Die Niemecks, auch Kellner genannt, gehörten zu den bedeutensten Familien der Stadt. 1521 wurde auf Geheiß des Bürgermeisters A. Niemegk „Das Marienbild“, das vor dem Hohen Altar der Stadtkirche hing, abgenommen. Georg Niemeck war seit 1555 Stadtkämmerer und ab 1561 Stadtrichter. Das kinderlose Ehepaar des Ratsherrn Caspar Niemeck und seine Ehefrau Anna hatten ihr bedeutendes Vermögen den Reformatoren zur Verfügung gestellt. Caspar Niemeck ist am 7.11.1562 im Alter von 45 Jahren gestorben. Nach seinem Tod heiratete seine Witwe in zweiter Ehe Lukas Hetzner, mit dem sie drei Kinder bekommt. Sie stirbt 1573.
Für die Familie Niemeck entstanden in der Cranach Werkstatt mehrere aufwendige Gemäldedenkmale. Davon hingen drei große Gemälde-Monumente in der Stadtkirche, die Lucas Cranach d. J. zugeschrieben werden. [...]
Das heute in Nischwitz befindliche Denkmal „Grablegung Christi“ sah der Wittenberger Kirchenchronist Mentzius 1604 am zweiten nördlichen Pfeiler der Wittenberger Kirche. [...]

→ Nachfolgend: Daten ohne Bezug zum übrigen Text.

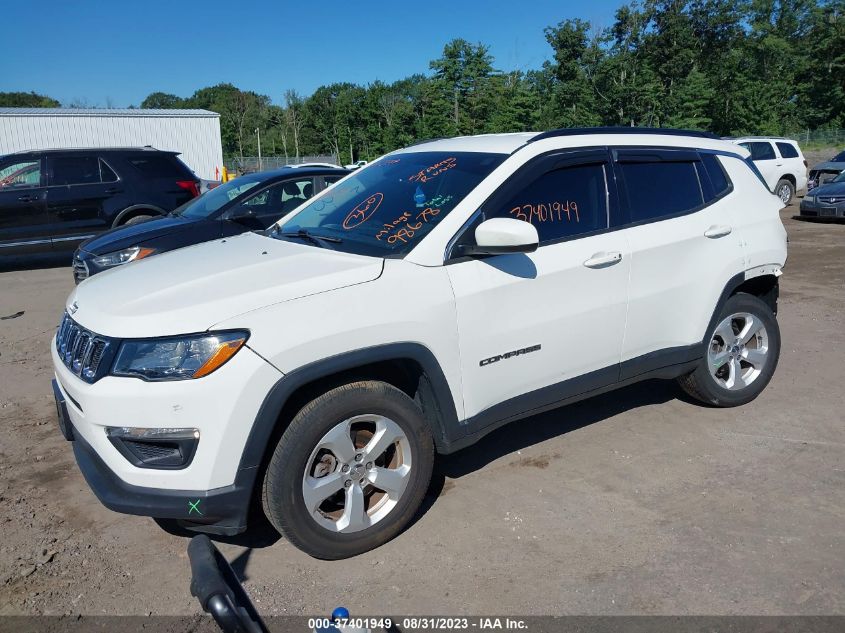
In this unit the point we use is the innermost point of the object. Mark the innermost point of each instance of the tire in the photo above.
(785, 190)
(742, 367)
(312, 452)
(137, 219)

Beachtenswert ist die Ereignisreiche Geschichte der Kirche und des Nischwitzer Schlosses in diesem Zeitraum:
- nach einer Inschrift am Westgiebel wurde die heutige Kirche 1667 neu erbaut, nachdem die um 1512 unter Bischof Johann von Saalhausen erbaute gotische Kirche im Ergebnis der Verwüstungen des 30jährigen Krieges 1648 aufgegeben wurde
- 1713-21 Errichtung eines dreigeschossigen Herrenhauses durch Baumeister M. D. Pöppelmann
- Pfingsten 1726 wird das Schloss infolge eines durch Blitzschlag verursachten Brandes völlig zerstört
- 1745-50 Erbauung des heutigen Lustschlosses im Stil des Rokoko durch Baumeister J. Ch. Knöffel
- 1752 ist die Kirche, einschließlich des Altars in weißem und rosa Srtuckmarmor im Wesentlichen fertig gestellt
- um 1756 wird das Schloss im Siebenjährigen Krieg (1756-63) von Preußischen Truppen ausgeraubt und verwüstet
- 1763 erfolgt eine erste Wiederherstellung und Sicherung des Schlosses, nach 1780 endgültige Wiederherstellung des Schlosses.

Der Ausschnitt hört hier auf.